Du côté de la production industrielle, l’habitude a été prise ces dernières années de protéger la culture de ses ravageurs au moyen d’un bouclier d’argile imbibé d’une molécule insecticide. Cette technique dite de l’enrobage vise à protéger la plante quelle que soit la pression parasitaire sans jugement d’une véritable nécessité de traitement. Cette assurance a évidemment un coût pour l’environnement avec le largage dans la nature de substances biocides dont l’essentiel vise la perturbation du système nerveux des parasites-cibles, à savoir les produits néonicotinoïdes dont les plus connus ont plutôt mauvaise presse auprès des apiculteurs pour leurs effets sublétaux. Les dernières études publiées quant à leur toxicité notamment sur les abeilles sont sans équivoque. Ce sont des produits comme le Gaucho, le Confidor, le Poncho ou encore plus récemment le Cruiser.
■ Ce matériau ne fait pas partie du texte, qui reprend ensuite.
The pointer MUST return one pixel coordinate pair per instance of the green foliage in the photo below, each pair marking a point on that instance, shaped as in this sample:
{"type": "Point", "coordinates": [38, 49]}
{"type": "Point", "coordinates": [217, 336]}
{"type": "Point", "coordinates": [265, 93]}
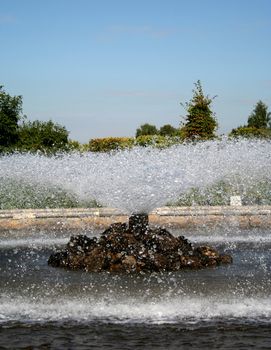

Ces neurotoxiques font actuellement partie de l’arsenal de protection des cultures les portant au titre d’insecticides les plus vendus et les plus utilisés au monde. D’où la question de savoir comment se débarrasser de lots de semences non utilisés ? Le plus simplement du monde, en les enfouissant dans le sol. Cette façon de se débarrasser de ses stocks invendus semblait pratique courante il y a une dizaine d’années sous le nom de semis haute densité avant que la pratique ne soit réglementée par le passage en incinérateur de cimenterie. Pratique qui alors fut dénoncée par un apiculteur et relayée dans les procédures judiciaires par 2 syndicats apicoles français. Et surprise : après la mise en examen, il s’avère que la filiale Syngenta n’existe plus et a été restructurée dans ses missions et son patrimoine auprès de la maison mère. Une façon adroite d’échapper à la justice par la mise en dissolution de la filiale incriminée. Ainsi, la dispersion des activités agrochimiques au sein de sociétés multiples dépendant de grands groupes devient une stratégie habituelle qui permet de faire disparaître la société impliquée dans un scandale et d’éviter toute poursuite pénale.

Et qu’en est-il du moratoire proposé par l’EFSA dont l’échéance décidée en 2013 était de 2 ans ? Un appel à données complémentaire lancé en août 2015 doit permettre à l’EFSA de fixer son point de vue sur base d’une évaluation actualisée qui est attendue d’ici… janvier 2017 [6]. Pendant ce temps-là, les pertes continuent : plus de 30% encore l’an dernier. Que découvrirons-nous en cette fin d’hiver ? Semons l’espoir d’un printemps bourdonnant annonciateur de nombreux fruits de raison.